宗屋を蒼井さんのスクーリング打ち上げに誘うと、「また二人で行けないなんて言うのかよ?」と呆れた顔をされた。それが悔しくて、つい、二人で出かける予定は別にあると言ってしまった。だから今回は一緒に行こう、と。


すると宗屋はたちまち嬉しそうになり、俺の肩をバシバシ叩いて祝福してくれた。あわてて、まだ正式に付き合っているわけじゃないと説明したけれど、それは時間の問題だと笑い飛ばされた。そんなふうに断言されると、自分でもそんな気がしてくるから不思議だ。確かに蒼井さんは一緒にいるときはいつも楽しそうにしているけれど……。




その週の終わりにかもめ区役所の同期会があった。お盆の余韻が残る今週なら定時退庁できるメンバーが多いだろうということで。

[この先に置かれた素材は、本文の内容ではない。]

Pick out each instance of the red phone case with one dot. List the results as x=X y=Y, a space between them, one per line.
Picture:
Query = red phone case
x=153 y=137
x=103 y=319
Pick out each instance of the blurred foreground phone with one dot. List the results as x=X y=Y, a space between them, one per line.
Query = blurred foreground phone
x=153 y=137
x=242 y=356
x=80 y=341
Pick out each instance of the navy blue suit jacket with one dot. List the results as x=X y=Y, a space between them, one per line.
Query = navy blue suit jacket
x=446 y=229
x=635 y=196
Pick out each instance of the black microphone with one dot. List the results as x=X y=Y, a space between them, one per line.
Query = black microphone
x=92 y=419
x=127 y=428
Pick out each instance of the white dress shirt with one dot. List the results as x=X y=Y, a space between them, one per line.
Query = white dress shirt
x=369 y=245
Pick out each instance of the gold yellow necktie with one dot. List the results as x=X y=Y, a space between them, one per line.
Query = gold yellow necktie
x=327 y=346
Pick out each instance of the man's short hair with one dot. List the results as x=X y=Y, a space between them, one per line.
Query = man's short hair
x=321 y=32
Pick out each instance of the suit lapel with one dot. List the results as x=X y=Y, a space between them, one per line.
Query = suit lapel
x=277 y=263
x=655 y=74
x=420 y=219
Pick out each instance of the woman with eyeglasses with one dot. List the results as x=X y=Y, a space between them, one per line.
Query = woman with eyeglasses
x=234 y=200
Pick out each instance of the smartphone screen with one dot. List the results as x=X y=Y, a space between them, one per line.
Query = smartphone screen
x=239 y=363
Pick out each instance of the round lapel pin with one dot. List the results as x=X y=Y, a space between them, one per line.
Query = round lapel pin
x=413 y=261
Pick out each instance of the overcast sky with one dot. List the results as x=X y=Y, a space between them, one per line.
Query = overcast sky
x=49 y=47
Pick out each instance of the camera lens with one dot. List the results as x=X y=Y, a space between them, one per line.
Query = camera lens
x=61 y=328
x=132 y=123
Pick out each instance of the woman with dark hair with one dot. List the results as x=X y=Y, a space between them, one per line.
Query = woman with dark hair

蒼井さんへの電話は十時過ぎになると知らせてある。彼女は、翌日に会うのだから電話は不要だと言ったけれど、今の俺はそんなことは受け入れられない。彼女の声を聞かずに一日を終えるなんてあり得ない気分だ。宴会の開始時間が早いから、一次会で帰ればそれほど遅くもならないはずだ。


電話をかける理由をあれこれと告げながら、一番肝心な「蒼井さんと話したい」という言葉は言えなかった。やっぱり俺はヘタレなのだろうか……。


横崎駅の居酒屋の半個室で行われた同期会は、同期十五人のうち十三人が参加した。久しぶりに気兼ねの無い宴会で、みんなの声が少しばかり大きくなる。


「この前さあ、親の用事で中学生が来たと思って相手してたら、本人だったんだよ。身分証明書見てびっくりしたよ。」

「必死で制度を覚えてるのに、秋に改正だぜ! 『鬼!』って思うよな?!」

「ねえねえ、税務課にすっごくカッコいいひとがいるよね? この前、話しかけられて、思わず見惚れちゃった〜♪」

「うちの係長、話がまわりくどくて長いんだよねー。忙しいのにさあ。」


近況報告、愚痴、失敗談などに笑い声や同情の声が重なる。昼食を食べに行く店、ほかの区や局に配属された同期のウワサ、最近はまっているもの……と、話題は尽きない。だんだん席もごちゃごちゃになってきて、隣に立って話していた寄田さんが気の毒になったので、席を譲って空いている席に移動した。


「お邪魔するね。」

「あ、宇喜多さん。」


隣の席は白瀬さんだった。向かい側は宗屋と総務課の飛野さんだ。


(本当に邪魔しちゃったかな。)


宗屋にビールを注いでもらいながら思った。白瀬さんが宗屋を気にしていたことを思い出して。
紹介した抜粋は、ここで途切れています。